Dalam mengadministrasikan konstitusionalitasnya, pemerintah berwenang untuk menerapkan beberapa tindakan yang dianggap perlu bagi stabilitas dan kesejahteraan negara. Di antara banyak variabel dalam pengambilan kebijakan, kebebasan pers seringkali menjadi subjek yang sensitif dan menyangkut aspek-aspek dasar masyarakat demokratis modern.
Di Indonesia, selama periode Orde Baru (1966-1998) di bawah kepemimpinan Presiden Soeharto, kontrol terhadap kebebasan pers mengalami perubahan signifikan.

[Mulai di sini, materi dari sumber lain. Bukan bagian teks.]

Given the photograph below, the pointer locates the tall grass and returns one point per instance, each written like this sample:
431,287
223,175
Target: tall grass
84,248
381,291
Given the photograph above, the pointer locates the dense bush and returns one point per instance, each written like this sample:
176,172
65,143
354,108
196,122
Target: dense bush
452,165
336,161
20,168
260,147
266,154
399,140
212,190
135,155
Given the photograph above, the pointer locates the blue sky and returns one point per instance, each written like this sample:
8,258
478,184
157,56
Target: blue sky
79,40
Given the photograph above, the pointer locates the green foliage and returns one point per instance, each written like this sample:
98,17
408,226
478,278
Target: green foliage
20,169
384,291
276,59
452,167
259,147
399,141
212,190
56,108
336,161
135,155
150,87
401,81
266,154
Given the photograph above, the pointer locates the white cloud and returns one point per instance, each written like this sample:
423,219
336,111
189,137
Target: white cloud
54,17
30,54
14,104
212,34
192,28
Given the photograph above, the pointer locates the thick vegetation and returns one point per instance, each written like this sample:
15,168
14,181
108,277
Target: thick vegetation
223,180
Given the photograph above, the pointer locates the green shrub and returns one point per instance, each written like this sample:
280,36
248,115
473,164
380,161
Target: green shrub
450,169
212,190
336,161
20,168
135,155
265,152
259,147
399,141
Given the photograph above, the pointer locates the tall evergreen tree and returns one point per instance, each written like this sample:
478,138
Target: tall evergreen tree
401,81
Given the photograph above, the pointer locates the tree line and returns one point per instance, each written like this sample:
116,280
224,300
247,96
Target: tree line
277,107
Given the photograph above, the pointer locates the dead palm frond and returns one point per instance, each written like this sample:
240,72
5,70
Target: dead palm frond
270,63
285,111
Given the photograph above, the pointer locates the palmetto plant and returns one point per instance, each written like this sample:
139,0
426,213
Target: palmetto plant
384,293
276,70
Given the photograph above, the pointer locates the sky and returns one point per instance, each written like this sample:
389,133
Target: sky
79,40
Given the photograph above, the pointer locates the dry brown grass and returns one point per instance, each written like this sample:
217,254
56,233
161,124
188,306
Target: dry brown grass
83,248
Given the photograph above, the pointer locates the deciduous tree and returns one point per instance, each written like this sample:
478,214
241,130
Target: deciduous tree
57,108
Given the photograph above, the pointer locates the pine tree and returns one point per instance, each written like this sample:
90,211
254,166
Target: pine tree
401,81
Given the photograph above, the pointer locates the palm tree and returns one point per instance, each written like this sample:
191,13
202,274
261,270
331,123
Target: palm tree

Salah satu tindakan yang dilakukan oleh pemerintah Orde Baru dalam mengekang kebebasan pers adalah melalui implementasi Undang-Undang Pers No. 21 Tahun 1982.

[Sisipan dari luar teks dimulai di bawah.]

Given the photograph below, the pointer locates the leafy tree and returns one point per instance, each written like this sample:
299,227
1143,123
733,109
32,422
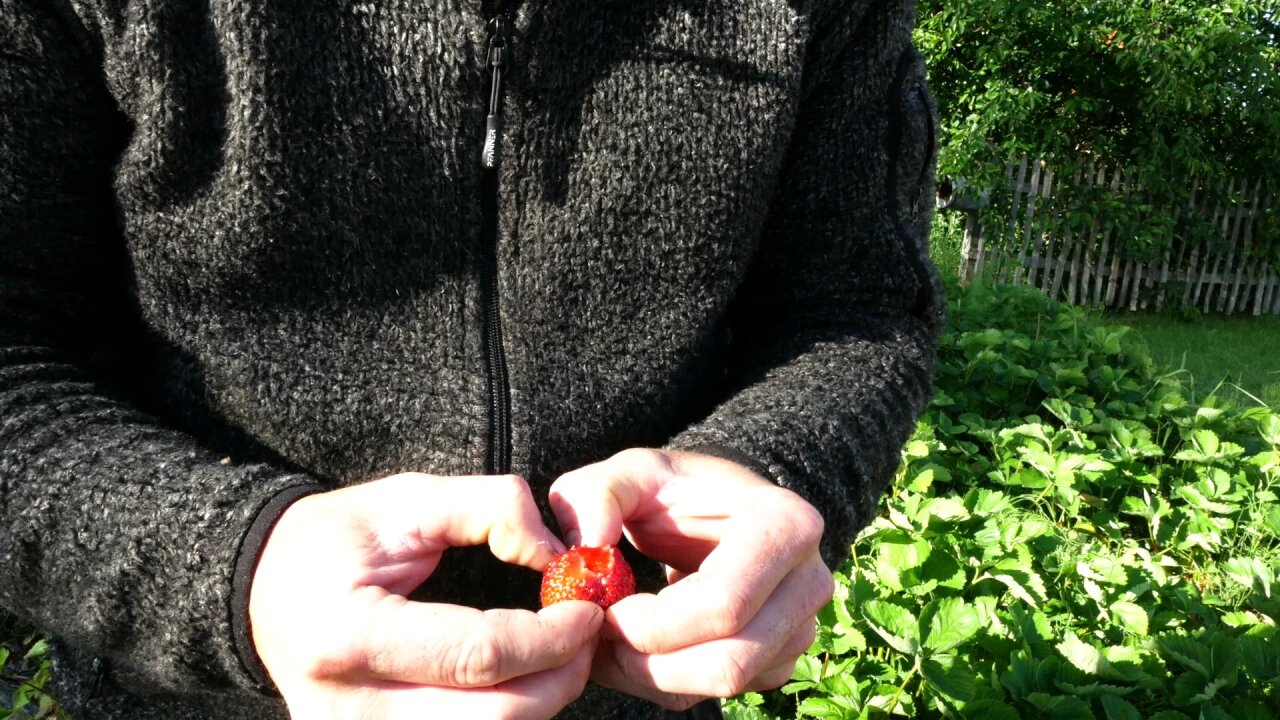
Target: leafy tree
1170,90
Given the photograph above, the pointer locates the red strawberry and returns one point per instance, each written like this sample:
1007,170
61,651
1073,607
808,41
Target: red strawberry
598,574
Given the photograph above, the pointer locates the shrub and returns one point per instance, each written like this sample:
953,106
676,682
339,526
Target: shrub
1066,538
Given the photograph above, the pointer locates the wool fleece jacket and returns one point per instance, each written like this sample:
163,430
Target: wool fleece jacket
248,251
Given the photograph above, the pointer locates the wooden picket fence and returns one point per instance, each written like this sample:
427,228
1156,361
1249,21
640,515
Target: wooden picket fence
1088,265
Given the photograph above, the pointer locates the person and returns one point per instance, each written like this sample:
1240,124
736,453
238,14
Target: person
324,326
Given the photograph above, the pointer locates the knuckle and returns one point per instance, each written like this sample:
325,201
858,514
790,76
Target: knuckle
479,659
730,613
809,524
639,456
679,702
732,677
332,657
775,678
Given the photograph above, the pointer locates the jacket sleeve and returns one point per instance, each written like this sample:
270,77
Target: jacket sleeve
835,329
117,534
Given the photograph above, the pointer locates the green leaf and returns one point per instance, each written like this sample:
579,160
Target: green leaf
895,624
1187,652
848,639
1249,572
988,709
951,624
1119,709
1130,616
1082,655
822,707
949,677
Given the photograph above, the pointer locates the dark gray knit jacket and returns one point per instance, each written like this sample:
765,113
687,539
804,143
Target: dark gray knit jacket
246,254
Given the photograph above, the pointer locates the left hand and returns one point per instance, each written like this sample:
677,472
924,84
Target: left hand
746,579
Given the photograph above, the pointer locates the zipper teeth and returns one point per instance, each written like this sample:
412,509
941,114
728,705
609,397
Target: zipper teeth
498,460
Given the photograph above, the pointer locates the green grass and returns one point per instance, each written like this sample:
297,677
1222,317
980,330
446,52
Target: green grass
1234,358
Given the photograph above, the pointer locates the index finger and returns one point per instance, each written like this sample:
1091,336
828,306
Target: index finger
762,543
462,647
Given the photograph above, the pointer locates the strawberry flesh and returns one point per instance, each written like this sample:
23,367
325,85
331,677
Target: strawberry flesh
594,574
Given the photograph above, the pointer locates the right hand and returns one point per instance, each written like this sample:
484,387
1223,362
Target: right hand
334,629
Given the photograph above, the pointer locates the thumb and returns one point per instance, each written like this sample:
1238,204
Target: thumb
453,511
593,502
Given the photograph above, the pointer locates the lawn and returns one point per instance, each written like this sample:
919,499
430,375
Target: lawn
1234,358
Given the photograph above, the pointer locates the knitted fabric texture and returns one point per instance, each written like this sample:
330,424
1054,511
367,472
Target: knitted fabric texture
241,260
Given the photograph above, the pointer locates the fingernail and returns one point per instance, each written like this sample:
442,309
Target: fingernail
611,633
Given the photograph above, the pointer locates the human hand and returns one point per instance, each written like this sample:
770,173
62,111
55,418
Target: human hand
332,624
743,560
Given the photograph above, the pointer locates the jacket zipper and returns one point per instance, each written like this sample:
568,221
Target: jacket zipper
497,59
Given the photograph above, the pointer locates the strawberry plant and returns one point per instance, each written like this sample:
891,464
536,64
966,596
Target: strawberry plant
1068,538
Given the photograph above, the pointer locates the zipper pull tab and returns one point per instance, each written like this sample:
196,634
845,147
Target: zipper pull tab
497,58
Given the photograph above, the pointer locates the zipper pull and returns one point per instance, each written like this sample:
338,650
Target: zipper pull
497,58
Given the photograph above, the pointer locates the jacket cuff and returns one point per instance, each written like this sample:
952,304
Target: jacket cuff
734,455
242,579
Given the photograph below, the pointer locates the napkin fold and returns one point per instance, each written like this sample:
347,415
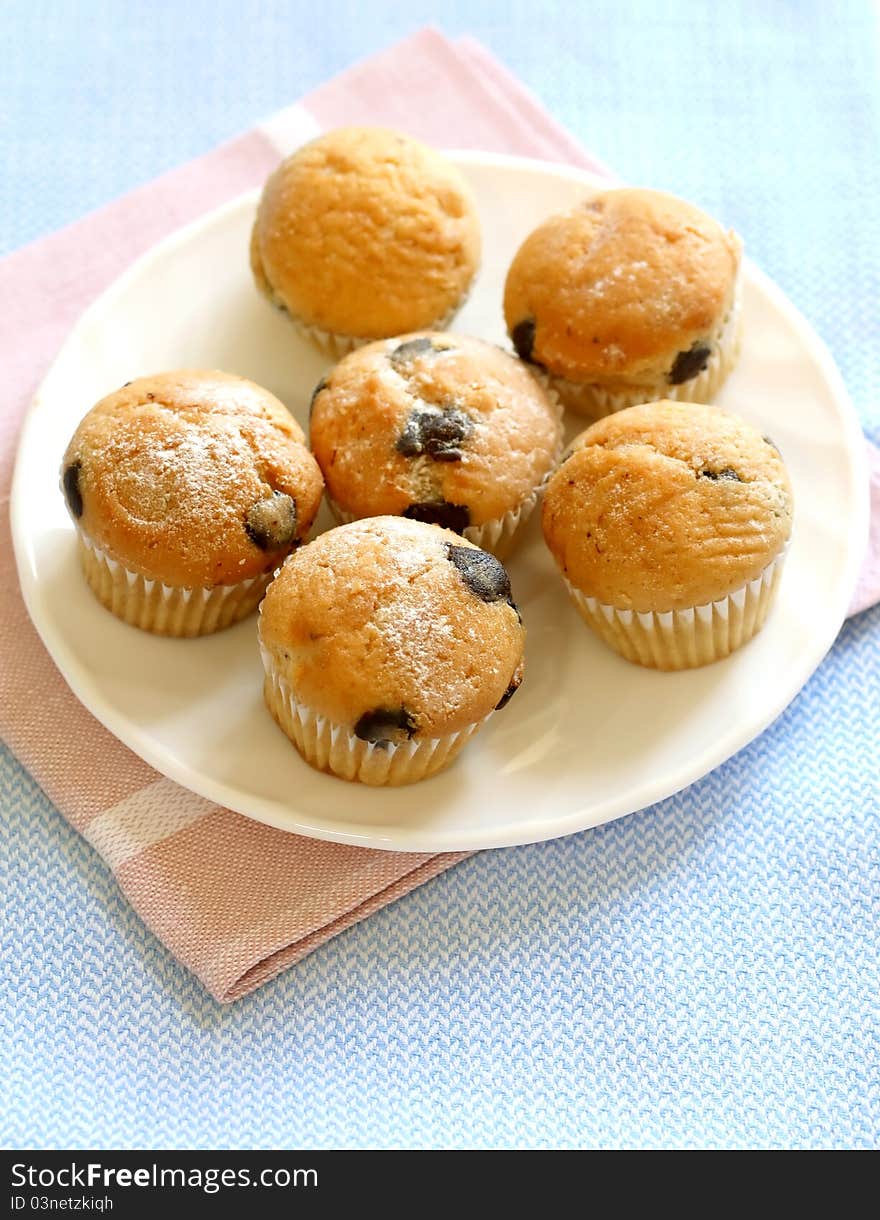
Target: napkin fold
233,900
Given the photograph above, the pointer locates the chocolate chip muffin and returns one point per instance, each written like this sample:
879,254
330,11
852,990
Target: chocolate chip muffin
387,643
441,428
187,491
632,295
365,233
669,522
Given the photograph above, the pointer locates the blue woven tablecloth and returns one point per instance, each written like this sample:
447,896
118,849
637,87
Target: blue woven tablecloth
703,974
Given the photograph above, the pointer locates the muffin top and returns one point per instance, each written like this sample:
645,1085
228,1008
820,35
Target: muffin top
433,426
394,628
624,289
365,232
192,478
668,505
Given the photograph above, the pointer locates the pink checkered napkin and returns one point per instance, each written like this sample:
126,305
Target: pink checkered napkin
236,902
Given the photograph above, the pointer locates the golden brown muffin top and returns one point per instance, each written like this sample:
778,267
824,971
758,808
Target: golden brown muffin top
365,232
438,425
394,628
668,505
624,289
193,478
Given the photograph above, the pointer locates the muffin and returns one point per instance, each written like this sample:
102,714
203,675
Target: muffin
439,428
387,643
365,233
631,297
669,522
187,491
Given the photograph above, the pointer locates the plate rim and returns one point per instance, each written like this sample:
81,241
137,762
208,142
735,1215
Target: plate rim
645,794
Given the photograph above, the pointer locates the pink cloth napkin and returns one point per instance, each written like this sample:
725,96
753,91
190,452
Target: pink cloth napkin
234,900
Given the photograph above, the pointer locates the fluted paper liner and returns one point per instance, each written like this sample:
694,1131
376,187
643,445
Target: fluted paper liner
335,748
682,639
166,609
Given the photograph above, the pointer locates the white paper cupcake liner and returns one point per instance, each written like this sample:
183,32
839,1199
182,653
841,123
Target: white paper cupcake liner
682,639
335,748
595,401
166,609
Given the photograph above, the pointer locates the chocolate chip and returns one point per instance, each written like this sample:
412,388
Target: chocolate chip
522,337
441,513
437,433
510,691
271,523
482,574
383,726
70,481
321,386
714,475
688,364
407,351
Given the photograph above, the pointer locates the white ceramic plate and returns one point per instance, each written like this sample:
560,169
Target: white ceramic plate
588,737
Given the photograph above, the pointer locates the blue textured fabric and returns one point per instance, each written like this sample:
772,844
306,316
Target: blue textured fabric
703,974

Undang-Undang Pers No. 21 Tahun 1982
Undang-Undang ini dikeluarkan dalam rangka menciptakan ‘pers yang sehat’. Namun, dalam implementasinya, UU ini banyak dikritik karena mengekang kebebasan pers. Salah satu pasal dalam UU ini mengharuskan perusahaan pers untuk mendapatkan Surat Ijin Usaha Penerbitan Pers (SIUPP) yang diberikan oleh Departemen Penerangan.
SIUPP ini dapat dicabut kapan saja oleh pemerintah jika perusahaan pers dianggap melanggar ketentuan. Dengan adanya aturan ini, pemerintah Orde Baru memiliki kekuatan untuk mengawasi dan mengendalikan isi berita yang dipublikasikan oleh media massa, sehingga menyamarkan berbagai kebijakan dan aktivitas pemerintah dari perhatian publik.
Pengawasan yang ketat atas kebebasan pers juga dibuktikan dengan adanya pembredelan terhadap beberapa media massa yang dianggap kritis terhadap pemerintah. Pembredelan ini dilakukan melalui berbagai cara, seperti pencabutan SIUPP, pelarangan distribusi, hingga penutupan paksa redaksi.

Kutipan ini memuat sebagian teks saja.